KOMMENTAR DER REDAKTION
"Hoffentlich ist es noch nicht zu spät"
Schon 2015 hatte der SPD-Ratsherr Frank Oppermann bei den ersten Beratungen zur Ausweisung von ausreichend großen Windkonzentrationsflächen im Stadtgebiet und einer damals sehr großen mehrheitlichen Ratsskepsis davor gewarnt, dass sich Interessenten mit Klagen unerwünschten Zutritt für Windparks verschaffen könnten. Mittlerweile scheinen zahlreiche Verwaltungsgerichtsurteile dies zu bestätigen.
Auch scheint es im Moment nicht mehr zu helfen, mit in der Planung stehenden Konzentrationsflächen die Gerichte zum Abwarten zu überzeugen. Sieht sich nun die Stadt Steinheim durch den Projektierer Prowin einem derartigen Klageverfahren ausgesetzt? Wie zu hören war, will sich die Sparkasse Höxter als ein örtlicher Interessent am neuen Hagedorner Bürgerwindpark nicht an einem Klageverfahren beteiligen.

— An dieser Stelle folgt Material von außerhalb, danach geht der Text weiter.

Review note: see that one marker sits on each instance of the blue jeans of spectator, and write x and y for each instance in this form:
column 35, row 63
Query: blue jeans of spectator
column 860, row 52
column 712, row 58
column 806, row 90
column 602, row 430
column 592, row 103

Für Steinheims Bürgermeister Carsten Torke ist die seit 1998 in der Nähe Hagedorns betriebene und nicht mehr anfechtbare Konzentrationsfläche für die Windkraft durch einen rechtskräftigen Flächennutzungsplan geregelt. Ob aber diese kleine mit vier Anlagen betriebene Fläche im Sinne des nordrhein-westfälischen Wind-Erlasses aus dem Jahr 2015 ausreicht, sei dahingestellt. Der Erlass fordert eine Mindestgröße von zwei Prozent des Stadtgebietes, und die seit zwei Jahren diskutierte Konzentrationsfläche im Steinheimer Becken ist noch nicht in trockenen Tüchern. Darum ist es für die Stadt Steinheim kurz vor zwölf und eine Entscheidung muss dringend her. Persönliche Sichtweisen mit „dann sieht man nicht mehr unseren Kirchturm" oder Ähnliches müssen überwunden werden, wenn man weiterhin planerische Selbstbestimmung haben möchte, wo Windparks im eigenen Stadtgebiet gebaut werden.